The Quicktime Player was fucking dreadful software. For some reason it was massively more resource intensive than any of the others and couldn't play anything larger than a postage stamp on a high end PC of the time without stuttering.
Ah yes, on a PC maybe. It was fine on a Mac. Apple’s revenge at the time for MS products probably. ;)
There was much discussion at the time as to whether Norton Utilities was a marvel tool, or actually more dangerous than not using it at all.
It did save some lost work a few times, but I definitely felt it was a last ditch critical tool rather than thee everyday maintenance tool that some people used it for.
I'm old. in the early 1980s dBase III was a perfect administrative tool. it was a database application simple enough even for a no-techer like me. you could readily design a data compilation.
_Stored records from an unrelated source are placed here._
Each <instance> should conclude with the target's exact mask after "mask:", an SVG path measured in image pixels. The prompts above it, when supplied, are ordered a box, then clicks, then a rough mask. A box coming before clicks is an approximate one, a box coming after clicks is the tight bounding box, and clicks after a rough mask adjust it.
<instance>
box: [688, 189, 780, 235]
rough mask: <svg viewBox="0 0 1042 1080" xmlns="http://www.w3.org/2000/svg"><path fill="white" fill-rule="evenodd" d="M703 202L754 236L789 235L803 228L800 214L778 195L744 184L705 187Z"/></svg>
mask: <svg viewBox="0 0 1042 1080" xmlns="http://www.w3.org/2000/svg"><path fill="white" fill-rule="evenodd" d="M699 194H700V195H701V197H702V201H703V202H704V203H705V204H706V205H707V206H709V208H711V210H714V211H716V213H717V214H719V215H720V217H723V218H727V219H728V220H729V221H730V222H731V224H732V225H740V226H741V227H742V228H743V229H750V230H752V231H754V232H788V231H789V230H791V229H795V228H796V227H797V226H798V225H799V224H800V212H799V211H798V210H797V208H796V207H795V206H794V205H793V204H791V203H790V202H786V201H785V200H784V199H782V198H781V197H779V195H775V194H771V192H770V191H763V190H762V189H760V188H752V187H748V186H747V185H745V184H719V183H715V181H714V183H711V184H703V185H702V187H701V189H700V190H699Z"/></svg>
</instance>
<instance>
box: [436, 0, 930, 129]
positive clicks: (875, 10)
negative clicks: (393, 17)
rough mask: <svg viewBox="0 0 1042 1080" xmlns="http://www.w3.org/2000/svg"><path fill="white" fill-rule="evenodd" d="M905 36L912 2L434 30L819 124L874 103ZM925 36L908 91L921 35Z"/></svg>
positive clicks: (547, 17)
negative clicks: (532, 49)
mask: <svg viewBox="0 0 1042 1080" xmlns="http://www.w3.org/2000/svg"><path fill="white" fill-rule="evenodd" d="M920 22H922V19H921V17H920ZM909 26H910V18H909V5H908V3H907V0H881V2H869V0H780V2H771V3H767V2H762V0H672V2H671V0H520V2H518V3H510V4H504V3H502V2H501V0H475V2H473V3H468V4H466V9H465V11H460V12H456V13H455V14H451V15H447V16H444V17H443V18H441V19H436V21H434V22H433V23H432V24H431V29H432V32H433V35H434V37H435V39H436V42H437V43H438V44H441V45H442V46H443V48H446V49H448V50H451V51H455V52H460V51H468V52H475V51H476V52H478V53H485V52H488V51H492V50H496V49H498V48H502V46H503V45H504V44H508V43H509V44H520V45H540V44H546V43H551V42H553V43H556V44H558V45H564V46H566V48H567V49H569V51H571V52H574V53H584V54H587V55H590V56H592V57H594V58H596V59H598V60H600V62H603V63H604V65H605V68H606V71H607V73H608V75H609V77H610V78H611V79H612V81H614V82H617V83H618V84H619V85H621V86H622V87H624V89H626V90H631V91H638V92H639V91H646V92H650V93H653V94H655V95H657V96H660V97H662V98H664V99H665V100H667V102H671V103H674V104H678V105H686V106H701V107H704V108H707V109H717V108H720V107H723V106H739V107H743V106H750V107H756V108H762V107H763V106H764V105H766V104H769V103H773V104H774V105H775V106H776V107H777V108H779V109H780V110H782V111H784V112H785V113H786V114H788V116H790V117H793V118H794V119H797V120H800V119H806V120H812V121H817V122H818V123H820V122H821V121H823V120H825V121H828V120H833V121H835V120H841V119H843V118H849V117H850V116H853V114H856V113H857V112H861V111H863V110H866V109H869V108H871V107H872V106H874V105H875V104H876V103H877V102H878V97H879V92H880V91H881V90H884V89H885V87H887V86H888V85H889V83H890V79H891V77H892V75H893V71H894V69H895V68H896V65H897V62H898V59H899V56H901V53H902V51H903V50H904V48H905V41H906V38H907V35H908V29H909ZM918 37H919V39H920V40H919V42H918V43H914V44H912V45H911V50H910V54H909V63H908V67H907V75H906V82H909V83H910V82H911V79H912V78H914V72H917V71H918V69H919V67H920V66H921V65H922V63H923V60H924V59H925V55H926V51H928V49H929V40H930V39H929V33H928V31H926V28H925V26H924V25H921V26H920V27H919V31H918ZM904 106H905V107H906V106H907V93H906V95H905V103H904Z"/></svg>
I helped use it to manage the work of about 40 lawyers. the number of fields was limitless -- or at least I never approached a limit. the search function let you instantly create a report with any subset of fields you wanted. and the print was a 14 font! it was perfect.
and then it went away.
I can't really help in this thread, the history of Android dev has gone from being utter wank on stilts 7 years ago to being as fine and coherent a set of paradigms and tools as anyone could wish for.
Actually iTunes was once a really simple, clean and capable digital music player and catalogue system.
Then they started trying to get it to do loads of other shit.
Visual Studio
I used to use it daily, and my well-being has improved beyond measure now I no longer have to.
Paintshop Pro 5 again. I've been mucking about with it for years, and maintain that doing anything more complicated than it can manage well would require training, which not many people actually have.
Also the Web. That IMG tag was the beginning of the end. Allowing pictures was a total Pandora's Box.
To be honest, punched cards were fine, and I don’t know why anyone moved away from them.
in the early 1980s dBase III was a perfect administrative tool.
dBase II, Shirley? IIRC dBase III came out mid-eighties (I used both before moving on to Clipper etc).
#32 My main reason for not getting an iPhone was down to itunes. After installing it scanned my entire hard drive for any audio files at all (including those that were sound files for games) and put them all into a giant unsorted list, ignoring any file structure that was there in the first place.
Oh, OSX knows better about file management than to have file structures.